MySQL Bugs: #44803: Join performance with large tables is way too slow

Bug #44803	Join performance with large tables is way too slow
Submitted:	11 May 2009 20:48	Modified:	20 Dec 2009 17:11
Reporter:	norbert van Nobelen	Email Updates:
Status:	No Feedback	Impact on me:	None
Category:	MySQL Server	Severity:	S2 (Serious)
Version:	5.1.31, 6.0.10-apha	OS:	Linux (OpenSuse 10.3)
Assigned to:		CPU Architecture:	Any
Tags:	join, query, slow

Description:
Joins of "large" data sets virtually take forever.
For example: This query joins 200000 rows with 80000 rows on UUID(). I expect performance of this to be in terms of seconds to minutes. This just takes forever to return a result.

select uuid FROM (select a.uuid,a,b
FROM (select UUID() as uuid,1 as A FROM extraval where stockkey=475 and testperiod=30 ) a
LEFT OUTER JOIN (
select UUID() as uuid,0 as b FROM (select DISTINCT stockkey, walletvalue, power,numberofdays,historykey,testperiod from extraval where testperiod=200 and stockkey=30 limit
2000) a
) b ON a.uuid=b.uuid ) c
WHERE b IS NULL
);

How to repeat:
Use query on a table of about 800mln rows. Indexes are used to determine the subsets, so first subset of just 200000 rows is determined pretty fast (seconds).

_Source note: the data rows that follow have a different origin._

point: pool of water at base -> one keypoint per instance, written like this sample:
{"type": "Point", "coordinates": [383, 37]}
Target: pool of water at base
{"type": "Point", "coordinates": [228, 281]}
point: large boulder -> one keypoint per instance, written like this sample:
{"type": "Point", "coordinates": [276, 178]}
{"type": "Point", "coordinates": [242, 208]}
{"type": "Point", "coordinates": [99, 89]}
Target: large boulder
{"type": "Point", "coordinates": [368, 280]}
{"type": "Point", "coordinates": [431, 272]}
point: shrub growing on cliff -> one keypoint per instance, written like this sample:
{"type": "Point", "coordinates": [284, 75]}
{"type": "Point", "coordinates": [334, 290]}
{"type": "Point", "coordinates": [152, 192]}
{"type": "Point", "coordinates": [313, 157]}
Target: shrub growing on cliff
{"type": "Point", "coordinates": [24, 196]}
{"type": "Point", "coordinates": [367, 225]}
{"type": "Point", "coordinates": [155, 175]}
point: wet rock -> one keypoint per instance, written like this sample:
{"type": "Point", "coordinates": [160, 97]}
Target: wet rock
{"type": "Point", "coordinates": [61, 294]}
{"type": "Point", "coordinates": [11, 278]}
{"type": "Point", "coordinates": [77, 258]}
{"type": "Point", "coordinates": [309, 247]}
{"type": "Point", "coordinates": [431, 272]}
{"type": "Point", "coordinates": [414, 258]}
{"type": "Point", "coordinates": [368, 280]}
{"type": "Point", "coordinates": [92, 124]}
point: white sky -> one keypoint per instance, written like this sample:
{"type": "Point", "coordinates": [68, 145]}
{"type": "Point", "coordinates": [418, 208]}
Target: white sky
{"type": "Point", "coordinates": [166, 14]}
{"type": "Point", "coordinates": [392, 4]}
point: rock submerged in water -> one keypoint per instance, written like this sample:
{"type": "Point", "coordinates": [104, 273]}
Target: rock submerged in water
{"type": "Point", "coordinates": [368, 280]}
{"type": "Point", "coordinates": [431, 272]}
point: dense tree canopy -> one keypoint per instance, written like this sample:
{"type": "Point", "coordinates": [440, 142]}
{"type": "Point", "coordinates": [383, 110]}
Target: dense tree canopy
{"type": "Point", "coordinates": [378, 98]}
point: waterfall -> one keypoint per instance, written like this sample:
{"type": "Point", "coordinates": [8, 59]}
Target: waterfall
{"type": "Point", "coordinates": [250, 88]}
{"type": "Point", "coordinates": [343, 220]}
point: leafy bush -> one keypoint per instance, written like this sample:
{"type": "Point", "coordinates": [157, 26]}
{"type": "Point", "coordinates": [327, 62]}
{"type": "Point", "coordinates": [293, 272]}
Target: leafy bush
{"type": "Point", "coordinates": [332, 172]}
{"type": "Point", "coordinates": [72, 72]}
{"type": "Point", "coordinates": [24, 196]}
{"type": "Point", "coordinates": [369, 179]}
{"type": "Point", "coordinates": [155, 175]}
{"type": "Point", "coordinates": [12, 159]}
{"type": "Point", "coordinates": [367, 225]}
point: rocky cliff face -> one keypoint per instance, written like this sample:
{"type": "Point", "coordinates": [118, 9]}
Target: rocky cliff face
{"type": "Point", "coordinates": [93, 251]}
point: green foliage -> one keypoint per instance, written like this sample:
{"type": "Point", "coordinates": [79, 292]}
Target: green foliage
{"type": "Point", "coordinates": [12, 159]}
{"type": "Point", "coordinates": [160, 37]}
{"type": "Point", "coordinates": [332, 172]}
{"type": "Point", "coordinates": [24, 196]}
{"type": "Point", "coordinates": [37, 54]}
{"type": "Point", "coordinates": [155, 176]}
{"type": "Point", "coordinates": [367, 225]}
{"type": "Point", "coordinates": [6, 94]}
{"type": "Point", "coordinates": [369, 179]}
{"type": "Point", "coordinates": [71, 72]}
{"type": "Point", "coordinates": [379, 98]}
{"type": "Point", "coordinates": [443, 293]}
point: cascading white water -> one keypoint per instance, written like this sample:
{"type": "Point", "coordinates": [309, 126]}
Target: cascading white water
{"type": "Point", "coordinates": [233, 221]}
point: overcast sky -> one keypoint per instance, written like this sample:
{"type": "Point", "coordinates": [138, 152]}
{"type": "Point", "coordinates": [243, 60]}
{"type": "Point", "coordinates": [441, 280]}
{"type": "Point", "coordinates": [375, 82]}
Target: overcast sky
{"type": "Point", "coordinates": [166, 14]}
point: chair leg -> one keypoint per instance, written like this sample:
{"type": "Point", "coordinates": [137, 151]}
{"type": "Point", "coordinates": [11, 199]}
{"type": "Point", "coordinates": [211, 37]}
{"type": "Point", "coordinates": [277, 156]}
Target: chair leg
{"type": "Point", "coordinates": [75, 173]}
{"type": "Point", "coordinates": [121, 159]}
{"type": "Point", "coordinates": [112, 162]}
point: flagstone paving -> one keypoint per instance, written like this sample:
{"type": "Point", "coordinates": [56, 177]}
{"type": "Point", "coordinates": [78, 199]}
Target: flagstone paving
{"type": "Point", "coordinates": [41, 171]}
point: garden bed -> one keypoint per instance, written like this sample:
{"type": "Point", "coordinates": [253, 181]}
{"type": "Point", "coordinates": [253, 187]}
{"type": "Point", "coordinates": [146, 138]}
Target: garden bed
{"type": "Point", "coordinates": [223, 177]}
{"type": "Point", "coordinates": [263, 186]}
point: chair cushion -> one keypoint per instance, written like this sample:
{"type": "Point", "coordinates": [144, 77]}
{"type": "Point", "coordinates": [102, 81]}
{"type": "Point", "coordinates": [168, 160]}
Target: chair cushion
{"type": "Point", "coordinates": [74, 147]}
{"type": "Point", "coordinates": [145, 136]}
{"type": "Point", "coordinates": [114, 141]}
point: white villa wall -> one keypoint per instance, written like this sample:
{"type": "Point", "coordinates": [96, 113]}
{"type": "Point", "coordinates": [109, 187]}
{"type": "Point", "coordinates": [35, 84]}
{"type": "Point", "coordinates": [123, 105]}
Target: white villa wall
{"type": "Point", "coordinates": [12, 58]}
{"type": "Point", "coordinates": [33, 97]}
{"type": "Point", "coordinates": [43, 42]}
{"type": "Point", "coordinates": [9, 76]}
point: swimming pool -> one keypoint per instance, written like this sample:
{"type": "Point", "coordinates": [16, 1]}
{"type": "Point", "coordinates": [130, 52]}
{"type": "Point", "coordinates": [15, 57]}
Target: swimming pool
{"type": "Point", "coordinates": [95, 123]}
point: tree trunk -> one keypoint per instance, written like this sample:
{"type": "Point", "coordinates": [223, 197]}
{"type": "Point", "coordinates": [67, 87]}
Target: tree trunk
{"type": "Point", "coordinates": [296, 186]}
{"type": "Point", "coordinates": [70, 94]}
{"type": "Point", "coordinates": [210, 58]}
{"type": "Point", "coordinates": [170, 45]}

It can also be reproduced by just joining two tables with 200000 and 80000 records with just 1 record:
create table a (uuid varchar (200));
create table b (uuid varchar (200));

fill table a and b with same uuid values and join them together.

Used both myisam and innodb: No noticeable difference in performance (both take way more time than I am willing to wait: I have to sort out 800mln records, this is just a testset).

Hardware info:
Intel core2 duo processor 1.8Ghz.
3.5 GB Ram
SATA disk 1TB

mysql info:
skip-locking
key_buffer = 32M
max_allowed_packet = 1M
table_cache = 64
sort_buffer_size = 2M
net_buffer_length = 8K
read_buffer_size = 256K
read_rnd_buffer_size = 512K
myisam_sort_buffer_size = 16M
query_cache_size=32M
query_cache_limit=32M
max_connections=80
innodb_buffer_pool_size = 128M
innodb_additional_mem_pool_size = 32M

Do you have indexes on uuid column of your tables?

In the case I create the two temp tables to join them: No indexes:
Joining 200000 (all records from table 1)  records against 80000 (all records from table 2) looks to me like full table scans are the most efficient way and indexes should be pretty much redundant.

In the case of just direct join with subqueries used: The main selection criteria are indexed, the uuid is derived from UUID() and is not indexed (I can not create indexes on subquery data).

Please, send the results of EXPLAIN for your queries. Send your my.cnf file content also.

No feedback was provided for this bug for over a month, so it is
being suspended automatically. If you are able to provide the
information that was originally requested, please do so and change
the status of the bug back to "Open".